Stadtmuseum in Siegburg

Anna Zlotovskaya spielt die erste Geige

Im Scheinwerferlicht: Anna Zlotovskaya, umrahmt von HA-Schult-Bildern, vor dem Siegburger Stadtmuseum.

SIEGBURG. Eigentlich wollte er nur seine Dankbarkeit über einen gelungenen Konzertabend zum Ausdruck bringen. Und eigentlich wollte er sich auch nur kurz einmal zu Wort melden und zur anschließenden Signierstunde seines Kataloges einladen. Aber kurz geht bei HA Schult nicht.

So holte er also aus, streifte Lokal- und Weltpolitik, freute sich über die politische Wirkung seiner Werke, plauderte über Gott und die Welt und kam dann zu dem, was die Zuhörer auf dem Marktplatz eigentlich umhertreibt: der Auftritt von Anna Zlotovskaya, mit der der Künstler seit fünf Jahren verheiratet ist. Verliebt sei er in sie, "nicht, weil sie Musikerin ist, sondern, weil sie meine Frau ist".

Nicht der einzige Grund zum Schwärmen: "So ein schöner Abend, so eine schöne Stadt, so ein schönes Haus" - Schult ist zufrieden mit der Wirkung seiner eigenen Bilder, die noch bis Ende August unter dem Titel "Home - Heimat" als Tableau mit insgesamt 32 Köpfen die Fenster des Stadtmuseums zieren. "Es ist toll, dass eine Stadt in eurer Größenordnung so etwas macht. Danke, dass ihr mir hier mit meiner Kunst Asyl gegeben habt."

Für einen Abend spielte nun aber Anna die erste Geige, und ihre Performance stieß auf reges Interesse.
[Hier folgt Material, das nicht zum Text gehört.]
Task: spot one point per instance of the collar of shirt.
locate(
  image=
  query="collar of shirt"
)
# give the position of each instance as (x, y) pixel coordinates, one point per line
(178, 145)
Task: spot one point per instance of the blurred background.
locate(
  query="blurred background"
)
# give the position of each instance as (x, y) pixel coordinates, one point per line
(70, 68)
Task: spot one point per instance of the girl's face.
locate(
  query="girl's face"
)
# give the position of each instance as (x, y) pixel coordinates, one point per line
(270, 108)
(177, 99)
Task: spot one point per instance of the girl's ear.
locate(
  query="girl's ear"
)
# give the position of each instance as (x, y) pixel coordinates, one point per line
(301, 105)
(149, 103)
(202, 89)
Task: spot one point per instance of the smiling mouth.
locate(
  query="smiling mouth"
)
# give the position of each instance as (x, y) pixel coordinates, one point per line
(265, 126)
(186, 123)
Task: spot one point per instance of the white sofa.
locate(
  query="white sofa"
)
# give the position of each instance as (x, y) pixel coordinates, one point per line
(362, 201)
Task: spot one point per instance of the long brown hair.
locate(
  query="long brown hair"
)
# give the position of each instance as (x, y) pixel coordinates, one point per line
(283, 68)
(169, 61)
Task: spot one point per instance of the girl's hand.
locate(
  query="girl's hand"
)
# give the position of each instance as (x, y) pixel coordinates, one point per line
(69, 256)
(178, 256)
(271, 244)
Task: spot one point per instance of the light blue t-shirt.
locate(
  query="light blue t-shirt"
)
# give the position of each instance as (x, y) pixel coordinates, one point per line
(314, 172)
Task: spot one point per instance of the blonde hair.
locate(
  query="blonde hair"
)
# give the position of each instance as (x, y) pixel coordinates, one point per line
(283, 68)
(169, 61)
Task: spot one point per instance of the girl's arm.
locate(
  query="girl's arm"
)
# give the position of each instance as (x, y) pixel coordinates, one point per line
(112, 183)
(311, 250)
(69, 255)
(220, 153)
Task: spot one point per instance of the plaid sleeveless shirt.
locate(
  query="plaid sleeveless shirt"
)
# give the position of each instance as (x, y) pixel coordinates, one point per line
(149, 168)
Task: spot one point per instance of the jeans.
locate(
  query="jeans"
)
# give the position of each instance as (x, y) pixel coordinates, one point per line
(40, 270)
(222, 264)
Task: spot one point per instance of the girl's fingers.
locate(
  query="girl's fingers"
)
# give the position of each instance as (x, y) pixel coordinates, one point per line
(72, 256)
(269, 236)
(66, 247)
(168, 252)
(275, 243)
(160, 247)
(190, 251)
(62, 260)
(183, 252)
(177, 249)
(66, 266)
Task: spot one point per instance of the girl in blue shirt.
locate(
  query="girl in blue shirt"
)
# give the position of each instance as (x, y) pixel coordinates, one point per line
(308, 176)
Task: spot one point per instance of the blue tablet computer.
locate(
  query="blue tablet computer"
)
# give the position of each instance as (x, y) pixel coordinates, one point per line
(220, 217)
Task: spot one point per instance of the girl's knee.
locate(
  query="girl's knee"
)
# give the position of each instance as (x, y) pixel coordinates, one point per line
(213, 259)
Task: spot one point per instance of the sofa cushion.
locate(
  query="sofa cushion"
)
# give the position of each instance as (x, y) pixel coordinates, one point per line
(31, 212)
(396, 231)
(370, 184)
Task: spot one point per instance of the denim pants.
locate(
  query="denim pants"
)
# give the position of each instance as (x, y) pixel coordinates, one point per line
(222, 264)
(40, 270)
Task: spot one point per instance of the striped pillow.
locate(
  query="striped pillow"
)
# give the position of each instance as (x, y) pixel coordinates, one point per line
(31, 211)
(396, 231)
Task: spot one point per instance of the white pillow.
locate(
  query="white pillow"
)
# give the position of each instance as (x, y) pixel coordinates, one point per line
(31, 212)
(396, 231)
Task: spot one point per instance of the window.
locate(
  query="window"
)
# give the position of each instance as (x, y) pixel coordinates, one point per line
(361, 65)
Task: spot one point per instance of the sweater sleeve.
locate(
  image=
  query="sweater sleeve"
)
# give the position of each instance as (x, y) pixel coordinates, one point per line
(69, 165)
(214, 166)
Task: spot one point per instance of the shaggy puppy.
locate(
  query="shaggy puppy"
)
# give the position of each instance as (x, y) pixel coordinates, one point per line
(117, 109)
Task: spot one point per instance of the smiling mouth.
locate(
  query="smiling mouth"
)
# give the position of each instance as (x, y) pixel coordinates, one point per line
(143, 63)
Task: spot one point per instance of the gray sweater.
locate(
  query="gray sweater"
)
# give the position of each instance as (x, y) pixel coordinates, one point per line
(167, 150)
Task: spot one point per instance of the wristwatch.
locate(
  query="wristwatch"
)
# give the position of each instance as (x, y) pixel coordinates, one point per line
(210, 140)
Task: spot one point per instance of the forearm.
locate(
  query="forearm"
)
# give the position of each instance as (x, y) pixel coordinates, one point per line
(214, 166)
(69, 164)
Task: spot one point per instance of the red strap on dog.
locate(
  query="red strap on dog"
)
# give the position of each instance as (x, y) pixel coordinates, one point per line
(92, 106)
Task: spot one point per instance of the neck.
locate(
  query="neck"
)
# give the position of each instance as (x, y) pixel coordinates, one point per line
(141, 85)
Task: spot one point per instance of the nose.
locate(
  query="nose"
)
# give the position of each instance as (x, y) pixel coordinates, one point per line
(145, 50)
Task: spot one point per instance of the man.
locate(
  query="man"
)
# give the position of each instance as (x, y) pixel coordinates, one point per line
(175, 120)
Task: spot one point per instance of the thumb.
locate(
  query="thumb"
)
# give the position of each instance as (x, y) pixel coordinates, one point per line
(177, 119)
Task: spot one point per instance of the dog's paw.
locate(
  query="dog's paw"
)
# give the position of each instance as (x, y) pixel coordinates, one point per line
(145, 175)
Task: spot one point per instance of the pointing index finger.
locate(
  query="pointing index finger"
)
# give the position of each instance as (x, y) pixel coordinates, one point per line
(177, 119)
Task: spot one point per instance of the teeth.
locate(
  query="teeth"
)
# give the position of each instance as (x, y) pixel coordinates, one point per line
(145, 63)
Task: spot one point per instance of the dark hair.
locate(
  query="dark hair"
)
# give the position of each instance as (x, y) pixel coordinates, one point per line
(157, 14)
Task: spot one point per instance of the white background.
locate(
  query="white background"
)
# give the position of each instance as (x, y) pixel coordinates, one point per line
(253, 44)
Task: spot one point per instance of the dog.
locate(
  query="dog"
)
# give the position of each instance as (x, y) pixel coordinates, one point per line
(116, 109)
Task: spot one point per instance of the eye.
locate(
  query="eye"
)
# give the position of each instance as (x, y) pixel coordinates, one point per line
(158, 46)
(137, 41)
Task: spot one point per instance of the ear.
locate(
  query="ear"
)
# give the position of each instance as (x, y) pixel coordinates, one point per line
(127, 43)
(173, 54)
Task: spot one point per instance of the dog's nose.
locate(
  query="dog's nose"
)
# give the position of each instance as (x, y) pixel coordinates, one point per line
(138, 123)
Die Bestuhlung wurde knapp, Sitzgelegenheiten wurden herausgetragen und auch das Museumscafé einbezogen.

Zlotovskaya, von 1994 bis 1998 erste Violinistin des Bolschoi-Theaters Moskau, eröffnete mit Bachs Chaconne aus der Partita Nr. 2 (BWV 1004). Für sie das "wahrscheinlich Schönste für die Violine, das Bach geschrieben hat". Die Farbigkeit ihrer Töne, die sie auf einer "guten deutschen Geige aus dem Schwarzwald" entwickelte, blieb sensibel, ohne plakative Momente. Nebengeräusche, wie das Platschern des Brunnens oder den Fluglärm am Himmel, kompensierte sie sogar ohne Mikrofon. Ihr zartes Vibrato war auch unter freiem Himmel erkennbar, genauso wie der energische, niemals schroffe Bogenstrich.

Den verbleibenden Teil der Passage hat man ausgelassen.